Mme Lagier-Bruno, Saint-Martin-de-Queyrières (H.-A.).
Wullens, Lourches (Nord).
Regad, Pontarlier (Jura).
Hofmann, Bouxières-sous-Froidmont (M.-et-M.).
Leroux, La Neuvillette (Sarthe).
Mme Audureau Ferrière, Genève.
   En mars, en voici deux autres encore :
Ballon, à Pont-de-Ruan (I.-et-L.).
Barel, à Menton (A.-M.).
Le Bulletin du 2 janvier 1927 note triomphalement :
    L'avoir de notre Coopérative est à ce jour de 150 fr. M. Pathé (intellectuel très sympathique à notre mouvement) m'a promis quatre actions, soit 100 fr.

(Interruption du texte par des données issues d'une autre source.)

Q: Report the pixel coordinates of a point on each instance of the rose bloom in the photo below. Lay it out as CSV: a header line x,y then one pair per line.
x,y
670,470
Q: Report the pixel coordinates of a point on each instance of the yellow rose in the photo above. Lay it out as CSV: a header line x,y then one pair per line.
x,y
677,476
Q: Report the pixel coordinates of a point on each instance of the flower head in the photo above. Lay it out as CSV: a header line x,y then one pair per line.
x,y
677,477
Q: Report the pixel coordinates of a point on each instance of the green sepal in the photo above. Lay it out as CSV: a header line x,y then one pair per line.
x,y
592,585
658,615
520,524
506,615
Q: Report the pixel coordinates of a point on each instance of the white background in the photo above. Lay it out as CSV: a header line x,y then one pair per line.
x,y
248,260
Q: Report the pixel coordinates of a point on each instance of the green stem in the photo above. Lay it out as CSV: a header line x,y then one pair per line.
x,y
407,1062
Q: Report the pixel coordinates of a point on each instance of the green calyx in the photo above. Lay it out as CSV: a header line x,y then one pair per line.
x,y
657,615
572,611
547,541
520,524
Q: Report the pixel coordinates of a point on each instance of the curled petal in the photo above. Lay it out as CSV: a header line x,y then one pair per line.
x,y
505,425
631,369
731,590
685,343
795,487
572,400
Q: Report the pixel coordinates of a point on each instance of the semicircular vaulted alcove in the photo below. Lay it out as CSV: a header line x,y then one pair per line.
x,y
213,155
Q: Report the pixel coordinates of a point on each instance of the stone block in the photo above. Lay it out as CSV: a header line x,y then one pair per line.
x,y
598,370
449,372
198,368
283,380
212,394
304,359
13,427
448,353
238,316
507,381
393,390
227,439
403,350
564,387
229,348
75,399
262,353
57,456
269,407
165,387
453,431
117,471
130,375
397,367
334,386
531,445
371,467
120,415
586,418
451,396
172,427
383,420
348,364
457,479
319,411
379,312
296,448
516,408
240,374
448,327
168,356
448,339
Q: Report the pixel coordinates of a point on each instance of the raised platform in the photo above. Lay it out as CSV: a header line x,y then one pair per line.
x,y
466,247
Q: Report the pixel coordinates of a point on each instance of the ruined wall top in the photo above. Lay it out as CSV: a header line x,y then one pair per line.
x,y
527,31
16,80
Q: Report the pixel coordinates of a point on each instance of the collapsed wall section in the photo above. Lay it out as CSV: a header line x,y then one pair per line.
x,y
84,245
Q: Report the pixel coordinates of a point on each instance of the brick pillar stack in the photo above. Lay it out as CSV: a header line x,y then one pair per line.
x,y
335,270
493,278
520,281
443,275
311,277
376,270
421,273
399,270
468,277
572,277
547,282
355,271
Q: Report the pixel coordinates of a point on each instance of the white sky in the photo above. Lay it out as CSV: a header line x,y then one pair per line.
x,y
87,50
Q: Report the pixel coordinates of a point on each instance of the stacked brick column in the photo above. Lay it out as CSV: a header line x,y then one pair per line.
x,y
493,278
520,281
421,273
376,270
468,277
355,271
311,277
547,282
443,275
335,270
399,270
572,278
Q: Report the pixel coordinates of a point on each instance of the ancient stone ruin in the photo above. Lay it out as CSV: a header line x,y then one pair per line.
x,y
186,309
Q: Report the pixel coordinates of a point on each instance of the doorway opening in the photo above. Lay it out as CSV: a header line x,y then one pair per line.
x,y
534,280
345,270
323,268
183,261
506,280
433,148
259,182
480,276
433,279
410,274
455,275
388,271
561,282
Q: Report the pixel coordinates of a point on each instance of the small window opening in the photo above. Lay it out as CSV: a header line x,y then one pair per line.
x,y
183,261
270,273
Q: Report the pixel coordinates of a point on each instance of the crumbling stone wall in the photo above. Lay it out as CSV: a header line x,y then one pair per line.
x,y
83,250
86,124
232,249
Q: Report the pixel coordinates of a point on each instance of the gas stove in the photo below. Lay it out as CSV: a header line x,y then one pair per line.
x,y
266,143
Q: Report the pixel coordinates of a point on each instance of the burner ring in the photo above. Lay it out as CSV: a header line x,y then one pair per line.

   C'est en janvier aussi que paraît « L'Imprimerie à l'Ecole » que M. Ferrary a bien voulu éditer à ses risques et périls. Il faut noter ici le dévouement de ce petit artisan pour la cause Freinet, tout à fait à l'origine de l'expérience de l'Imprimerie à l'Ecole. Par un simple hasard, il avait vendu à Freinet sa presse Cinup, mais tout de suite il avait compris l'intérêt profond d'une telle initiative, non par simple souci commercial, car il connaissait la pauvreté de ses clients, mais parce que réellement il pressentait la valeur d'une telle expérience et le désintéressement profond de l'humble instituteur qui en était le protagoniste.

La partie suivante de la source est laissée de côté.